D'un autre côté, du côté de la sérotonine, le stress chronique a également un effet sur le cortisol. Le problème est que le récepteur de la sérotonine est régulé à la baisse par le cortisol. Moins de sérotonine, et c'est la dépression.

La dépendance et la dépression sont donc toutes deux présentes lors du stress chronique. L'une est due à la dopamine, l'autre à un manque de sérotonine, mais en présence de cortisol et de stress chronique. C'est sur ces molécules (entre autres) qu'agissent les antidépresseurs actuels.

Le stress chronique est donc la cause de ces deux afflictions majeures de la condition humaine, dépression et addiction. Il n'y a qu'un seul système de récompense, et il est d'une importance majeure. Sans récompense, pas de plaisir ni de désir, et vous ne sortez pas du lit. Il en faut pour pouvoir se lever le matin, aller au travail, gagner sa vie, manger, etc.

Cependant, le plaisir et le contentement ne sont pas la même chose.

Récompense et plaisir sont synonymes. Contentement et bonheur sont synonymes. Dans notre société actuelle, les gens ont donc confondu ces deux concepts, plaisir et bonheur.

Les cinq différences

  1. Le plaisir est une chose viscérale qu'on expérience à court terme, comme un repas.
  2. Le bonheur est un plaisir éthéré à long terme, comme l'accomplissement d'un but accompli qui donne un sens à notre vie.
  3. Le plaisir s'obtient seul. Comme le gâteau au chocolat. Le bonheur s'obtient dans des groupes sociaux, comme une fête d'anniversaire.
  4. Le plaisir peut être atteint grâce à des substances ou des comportements qui peuvent devenir addictifs. Des substances comme la cocaïne, l'héroïne, la nicotine, l'alcool, le sucre, ou des comportements à risque. Le shopping, les jeux d'argent, le fast-food, les médias sociaux, les jeux sur Internet, la pornographie à l'extrême sont des comportements addictifs. Au contraire, le bonheur n'est pas accessible avec des substances. Mais il n'y a pas de dépendance à trop de bonheur.
  5. Le plaisir, c'est la dopamine, et le bonheur, c'est la sérotonine. Il s'agit donc de deux neurotransmetteurs différents, de deux zones différentes du cerveau. Deux voies de régulation différentes, deux mécanismes d'action différents, deux moteurs différents. Pourquoi s'en préoccuper ? Car la dopamine est un neurotransmetteur excitateur qui est activé en conséquence de nos comportements, et qui agit aussi sur nos comportements.

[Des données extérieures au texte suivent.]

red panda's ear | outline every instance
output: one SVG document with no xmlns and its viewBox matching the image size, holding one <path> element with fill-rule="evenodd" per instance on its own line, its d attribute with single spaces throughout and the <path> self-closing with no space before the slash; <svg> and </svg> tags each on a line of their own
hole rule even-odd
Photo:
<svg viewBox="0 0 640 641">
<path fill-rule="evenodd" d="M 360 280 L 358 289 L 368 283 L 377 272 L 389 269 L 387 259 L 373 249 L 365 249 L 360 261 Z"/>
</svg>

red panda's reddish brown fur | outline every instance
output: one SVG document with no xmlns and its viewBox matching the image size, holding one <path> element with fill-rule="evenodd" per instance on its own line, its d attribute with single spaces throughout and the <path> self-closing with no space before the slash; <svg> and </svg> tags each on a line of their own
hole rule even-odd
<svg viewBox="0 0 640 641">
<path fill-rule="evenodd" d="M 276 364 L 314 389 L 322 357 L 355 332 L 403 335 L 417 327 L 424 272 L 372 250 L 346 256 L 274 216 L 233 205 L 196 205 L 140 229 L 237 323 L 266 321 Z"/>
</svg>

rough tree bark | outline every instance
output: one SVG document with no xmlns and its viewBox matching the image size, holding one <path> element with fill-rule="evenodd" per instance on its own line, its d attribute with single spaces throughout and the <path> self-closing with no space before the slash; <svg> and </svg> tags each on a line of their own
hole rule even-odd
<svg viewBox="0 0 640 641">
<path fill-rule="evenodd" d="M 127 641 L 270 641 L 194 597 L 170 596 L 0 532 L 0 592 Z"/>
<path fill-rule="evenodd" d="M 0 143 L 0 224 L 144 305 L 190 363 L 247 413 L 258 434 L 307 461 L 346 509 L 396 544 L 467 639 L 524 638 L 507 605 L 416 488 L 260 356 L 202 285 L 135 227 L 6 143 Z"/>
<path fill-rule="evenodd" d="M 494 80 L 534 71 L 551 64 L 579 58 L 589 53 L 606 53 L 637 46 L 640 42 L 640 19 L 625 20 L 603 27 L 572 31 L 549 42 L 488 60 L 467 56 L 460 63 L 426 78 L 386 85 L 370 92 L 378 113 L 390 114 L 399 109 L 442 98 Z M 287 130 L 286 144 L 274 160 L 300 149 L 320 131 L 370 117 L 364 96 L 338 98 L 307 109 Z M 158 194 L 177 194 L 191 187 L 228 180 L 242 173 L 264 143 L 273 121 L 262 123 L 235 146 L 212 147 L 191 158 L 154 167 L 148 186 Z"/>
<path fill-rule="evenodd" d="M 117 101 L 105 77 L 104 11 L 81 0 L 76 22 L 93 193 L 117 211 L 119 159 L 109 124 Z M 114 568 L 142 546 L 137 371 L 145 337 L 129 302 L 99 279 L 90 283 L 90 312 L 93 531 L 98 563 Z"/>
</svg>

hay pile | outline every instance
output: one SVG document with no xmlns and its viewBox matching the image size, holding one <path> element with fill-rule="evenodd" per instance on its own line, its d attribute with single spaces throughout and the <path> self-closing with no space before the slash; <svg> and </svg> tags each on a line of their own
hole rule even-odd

Quand le plaisir tourne à l'enfer

Les neurones aiment être stimulés. Ils n'aiment pas être matraqués. La surstimulation chronique de n'importe quel neurone entraîne la mort des cellules neuronales. La raison en est que les neurones sont tellement actifs et la neurotransmission est tellement exigeante sur le plan métabolique que si vous continuez à les stimuler, ces neurones vont s'épuiser et mourir.

Le neurone post-synaptique doté de récepteurs de dopamine dispose donc d'un dispositif de protection pour ne pas être submergé. Il régule à la baisse le récepteur de la dopamine. Ainsi, même s'il y a beaucoup de molécules de dopamine, il y a moins de récepteurs actifs, ce qui signifie qu'il y a moins de chances qu'une molécule trouve le récepteur.

En termes de comportement, cela conduit au phénomène que nous appelons la tolérance. La dopamine en excès conduit donc à la tolérance. Et lorsque ces neurones commencent à mourir, on parle de dépendance. La sérotonine, cet autre neurotransmetteur, est inhibiteur. Elle est donc rejetée et ne peut plus faire son travail pour équilibrer le système.

Ainsi, plus on recherche le plaisir, plus on est malheureux.

Et si vous ne faites pas la différence entre récompense et satisfaction, entre plaisir et bonheur, et que vous vous laissez égarer par les mantras du marketing qui vous pousse à consumer toujours plus des substances ou activités addictives, comme le sucre, la pornographie ou la drogue de votre choix, cela conduit inévitablement à la dépression et à l'addiction.

C'est ce qui s'est passé pour des centaines de millions de personnes au cours des 50 dernières années, grâce à la publicité, et à l'Internet qui a pris le relais.